How much does it cost you to get tops cut for you tanks?

i was making one out of plexiglass, then i screwed it up. and took it as a sign that i should get a glass top any ways for my 30 gallon hex. 

So i went there today, with my plexi piece i cut as a template for them. I need it cut in half, and a 7/8" hole drilled for my humidifier. 

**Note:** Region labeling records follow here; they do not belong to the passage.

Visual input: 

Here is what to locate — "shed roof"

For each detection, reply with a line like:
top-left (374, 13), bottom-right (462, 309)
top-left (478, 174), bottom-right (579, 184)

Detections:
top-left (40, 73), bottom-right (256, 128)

After some uncertainty if they could actully drill that hole or not. they said they could but the total piece would cost $58

:shock: 

They said they could also make it out of 1/4" plexi (if lowes/home depot had plexi that thick i would have said nevermind. but they only have that super thin stuff).

So i got the 1/4" thick plexipiece is only $31 :shock: wil be ready by the end of the day or sometime tommarow.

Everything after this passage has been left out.